So last night something really interesting happening. I was asked to speak at a vigil commemorating Mike Brown’s unjustified death and supporting the protesters in Ferguson. That’s not the interesting thing. I was invited to do so by a group on campus that has very left-wing views and is predominantly made up of white men. The interesting part is that for a few weeks prior many of these same people acted as if I didn’t exist and my words did not matter. Suddenly my words mattered. They astonishingly had depth because I was able to speak on a subject that you presumed I know about. Here is what solidified my feelings about speaking. Before we started, the person who presented me asked me my name about three times so that he would remember it (we’ve been introduced about three or four other times). After me telling him my name three times, he introduced me wrongly. He gave me an entirely new name! He of course corrected himself with some help from others.

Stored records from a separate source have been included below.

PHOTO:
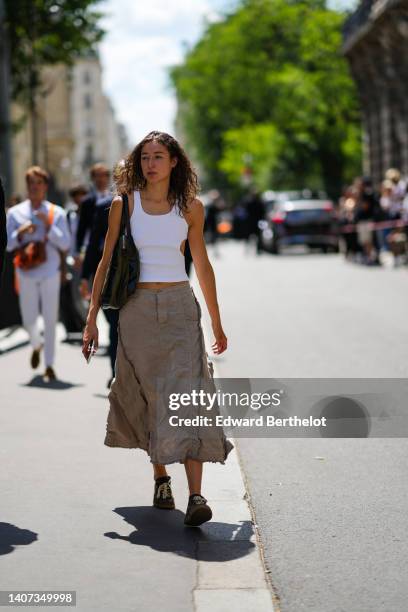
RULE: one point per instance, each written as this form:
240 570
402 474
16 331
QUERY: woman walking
38 233
161 345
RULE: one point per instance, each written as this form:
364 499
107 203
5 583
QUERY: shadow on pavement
164 531
58 385
11 536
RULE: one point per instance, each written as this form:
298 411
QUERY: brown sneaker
163 496
35 358
198 511
49 374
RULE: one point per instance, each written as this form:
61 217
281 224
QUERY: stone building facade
376 45
76 127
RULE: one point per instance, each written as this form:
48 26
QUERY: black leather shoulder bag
124 268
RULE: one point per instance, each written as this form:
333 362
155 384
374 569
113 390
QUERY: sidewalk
71 506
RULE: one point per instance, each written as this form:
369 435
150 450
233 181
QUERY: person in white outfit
43 224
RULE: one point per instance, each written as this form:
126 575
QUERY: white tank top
158 239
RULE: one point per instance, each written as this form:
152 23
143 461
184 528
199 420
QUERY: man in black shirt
93 221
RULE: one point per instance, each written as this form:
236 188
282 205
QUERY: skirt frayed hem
114 442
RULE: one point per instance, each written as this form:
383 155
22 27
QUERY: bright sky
143 39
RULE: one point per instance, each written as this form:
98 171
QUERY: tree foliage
269 83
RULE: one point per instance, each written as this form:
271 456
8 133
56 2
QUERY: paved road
77 515
334 529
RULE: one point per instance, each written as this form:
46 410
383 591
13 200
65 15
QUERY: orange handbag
32 254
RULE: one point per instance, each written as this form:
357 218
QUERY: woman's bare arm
204 271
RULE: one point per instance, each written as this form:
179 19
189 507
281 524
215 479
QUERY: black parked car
309 222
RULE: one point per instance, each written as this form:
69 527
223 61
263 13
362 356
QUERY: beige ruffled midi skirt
161 355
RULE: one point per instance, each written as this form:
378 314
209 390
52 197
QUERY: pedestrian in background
72 208
161 338
93 219
38 233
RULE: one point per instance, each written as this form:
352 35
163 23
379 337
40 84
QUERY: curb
241 578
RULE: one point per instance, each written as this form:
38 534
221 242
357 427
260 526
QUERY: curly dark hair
184 186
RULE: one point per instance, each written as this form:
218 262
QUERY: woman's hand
90 335
220 344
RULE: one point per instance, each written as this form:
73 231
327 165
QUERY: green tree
46 32
269 82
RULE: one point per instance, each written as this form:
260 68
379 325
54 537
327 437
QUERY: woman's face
156 162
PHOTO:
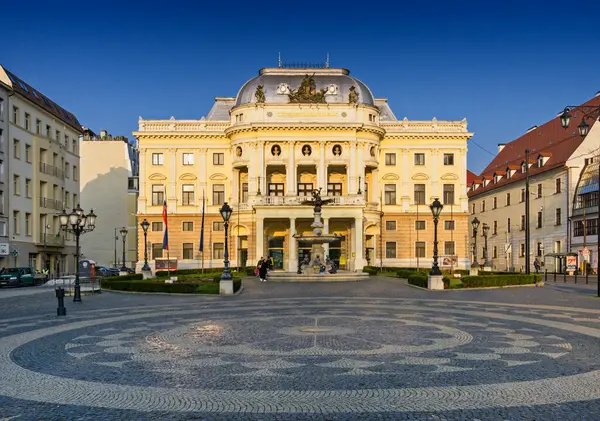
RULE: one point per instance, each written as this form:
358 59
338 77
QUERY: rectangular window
389 194
16 149
420 249
244 192
187 194
157 159
305 189
16 222
16 185
158 194
448 194
390 249
334 189
276 189
157 250
419 193
419 159
218 194
27 224
218 250
218 159
188 251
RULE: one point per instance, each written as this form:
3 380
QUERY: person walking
262 270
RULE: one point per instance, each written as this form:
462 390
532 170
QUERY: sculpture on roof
353 95
260 94
307 92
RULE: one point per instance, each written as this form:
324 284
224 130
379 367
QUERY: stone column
322 169
260 238
358 244
293 248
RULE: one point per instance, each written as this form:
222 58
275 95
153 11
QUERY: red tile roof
549 140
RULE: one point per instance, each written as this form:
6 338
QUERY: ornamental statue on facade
307 92
260 94
353 95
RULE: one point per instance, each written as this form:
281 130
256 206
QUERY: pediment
188 177
420 177
157 176
449 176
218 176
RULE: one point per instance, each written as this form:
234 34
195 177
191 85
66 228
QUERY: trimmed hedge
153 285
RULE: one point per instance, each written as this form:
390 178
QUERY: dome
278 81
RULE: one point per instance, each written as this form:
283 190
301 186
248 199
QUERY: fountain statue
317 260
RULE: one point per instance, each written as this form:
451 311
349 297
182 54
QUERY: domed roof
278 82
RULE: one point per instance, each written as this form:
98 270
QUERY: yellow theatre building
290 131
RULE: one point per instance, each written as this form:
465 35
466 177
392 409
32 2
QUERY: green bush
153 285
497 280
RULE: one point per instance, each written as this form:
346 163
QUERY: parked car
17 277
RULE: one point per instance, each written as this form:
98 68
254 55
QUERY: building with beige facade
42 167
109 185
557 158
290 131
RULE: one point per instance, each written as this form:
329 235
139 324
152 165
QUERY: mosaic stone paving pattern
306 357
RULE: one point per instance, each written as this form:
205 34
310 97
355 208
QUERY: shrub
153 285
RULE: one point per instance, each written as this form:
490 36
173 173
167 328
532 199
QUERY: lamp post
475 224
589 113
77 223
145 224
436 208
486 230
124 236
226 212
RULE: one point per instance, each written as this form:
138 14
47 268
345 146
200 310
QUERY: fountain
319 268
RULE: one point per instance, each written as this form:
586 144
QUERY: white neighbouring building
42 166
557 158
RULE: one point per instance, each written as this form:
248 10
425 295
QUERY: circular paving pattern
309 356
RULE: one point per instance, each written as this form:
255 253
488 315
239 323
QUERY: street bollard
60 296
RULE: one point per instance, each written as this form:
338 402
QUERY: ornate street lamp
475 224
226 214
486 230
77 223
124 236
145 224
589 112
436 209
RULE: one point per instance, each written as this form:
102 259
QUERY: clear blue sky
505 66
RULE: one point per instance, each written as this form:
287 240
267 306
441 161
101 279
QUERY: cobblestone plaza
370 350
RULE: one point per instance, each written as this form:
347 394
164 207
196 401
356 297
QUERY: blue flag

However I couldn’t help but question my significance there. Here I was, giving the Black American perspective, and you couldn’t help to remember my name. Oh wait! You never knew my name. I was more of a figure piece. That’s just the guy who introduced me. The guy who asked me to speak is an actual prick.
The guy who asked me is extremely rude. He is the type of guy who studies the revolutionaries and adopts their principles, but he does not know when to stop talking and has a problem interrupting people. He is a typical man who can’t help but hear himself speak. He can’t handle that I’m a little deeper than I appear to be. When I meet certain types of people, I don’t reveal to them the true level of my intelligence. I know that I am smart and have always been, but I don’t feel the need to parade it in people’s faces. Besides you can’t discuss your love for Bell Hooks and respectability politics in Hip Hop with everyone. Back to this guy. Everyone around him does what he says and he treats people as if he has the highest level of intellect. I’m not the one. One day he interrupted me too many times while I was speaking so I had to put dat azz on lock and be out. You feel me? It’s safe to say I’m not a huge fan of these people.
The vigil was commemorative. I spoke about how Ferguson isn’t an isolated issue and I also made it clear that these privileged, posh white people have no fucking idea what is really going on. I appreciated them asking me. Even with all my politics surrounding this group, I would have preferred to hear my voice discuss the issue over theirs. However I do question my significance in being there. I guess I have to resolve it within myself.
Isn’t this the issue with a lot of blacks in predominantly white areas? We always have to reason and resolve our presence in race-related issues. Hmm I guess it’s some food for thought.